Há muito que pode ser feito nesse sentido. Não é necessário reinventar a roda, é fazer o que os outros países, em que o crédito é propulsor, fazem. Pode-se ajustar a tributação. Enquanto a maioria dos países subsidia e isenta o crédito, aqui ele é tributado pesadamente. Na maioria das operações de crédito, a parte do governo com tributos é maior que a dos bancos. Poder-se-ia zerar o IOF e o PIS-Cofins e compensar com uma alta na tributação das aplicações, sem perda da arrecadação total.
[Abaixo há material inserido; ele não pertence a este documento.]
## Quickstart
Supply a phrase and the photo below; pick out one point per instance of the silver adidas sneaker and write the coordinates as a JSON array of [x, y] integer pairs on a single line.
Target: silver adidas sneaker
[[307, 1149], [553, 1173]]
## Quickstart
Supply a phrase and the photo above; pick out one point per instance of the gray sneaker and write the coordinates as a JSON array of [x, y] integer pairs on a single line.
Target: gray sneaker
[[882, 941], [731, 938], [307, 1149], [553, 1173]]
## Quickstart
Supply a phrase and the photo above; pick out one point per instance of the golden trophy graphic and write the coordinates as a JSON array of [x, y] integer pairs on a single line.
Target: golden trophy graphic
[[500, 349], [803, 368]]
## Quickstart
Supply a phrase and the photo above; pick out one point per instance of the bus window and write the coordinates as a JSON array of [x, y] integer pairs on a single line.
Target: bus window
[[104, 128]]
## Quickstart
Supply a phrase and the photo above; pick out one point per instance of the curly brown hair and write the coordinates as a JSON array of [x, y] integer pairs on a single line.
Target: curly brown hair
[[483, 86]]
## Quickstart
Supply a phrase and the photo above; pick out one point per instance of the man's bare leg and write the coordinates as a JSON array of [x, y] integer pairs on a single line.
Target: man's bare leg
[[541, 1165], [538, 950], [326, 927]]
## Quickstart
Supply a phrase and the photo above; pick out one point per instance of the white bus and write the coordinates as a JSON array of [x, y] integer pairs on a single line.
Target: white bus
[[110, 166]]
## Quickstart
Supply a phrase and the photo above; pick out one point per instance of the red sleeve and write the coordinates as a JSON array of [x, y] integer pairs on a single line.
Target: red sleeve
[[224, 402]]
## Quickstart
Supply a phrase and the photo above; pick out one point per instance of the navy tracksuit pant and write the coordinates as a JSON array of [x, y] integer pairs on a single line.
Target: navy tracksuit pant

Outras medidas que teriam um efeito positivo no multiplicador seriam: adotar protocolos usados em outros países de precificação, de transparência, de proteção ao consumidor, de certificação e de tratamento dos inadimplentes, ajustar a classificação e marcação de operações e eliminar o entulho do período inflacionário – moeda remunerada, alguns direcionamentos, indexação múltipla e os depósitos compulsórios. Todas são factíveis.
As mudanças propostas aumentariam o valor do multiplicador e, consequentemente, a saúde financeira de empresas e de cidadãos, o crescimento do PIB e o lucro dos bancos e acabariam com o temor de uma nova crise. Dependem apenas do Banco Central e do Tesouro Nacional e podem ser adotadas de imediato.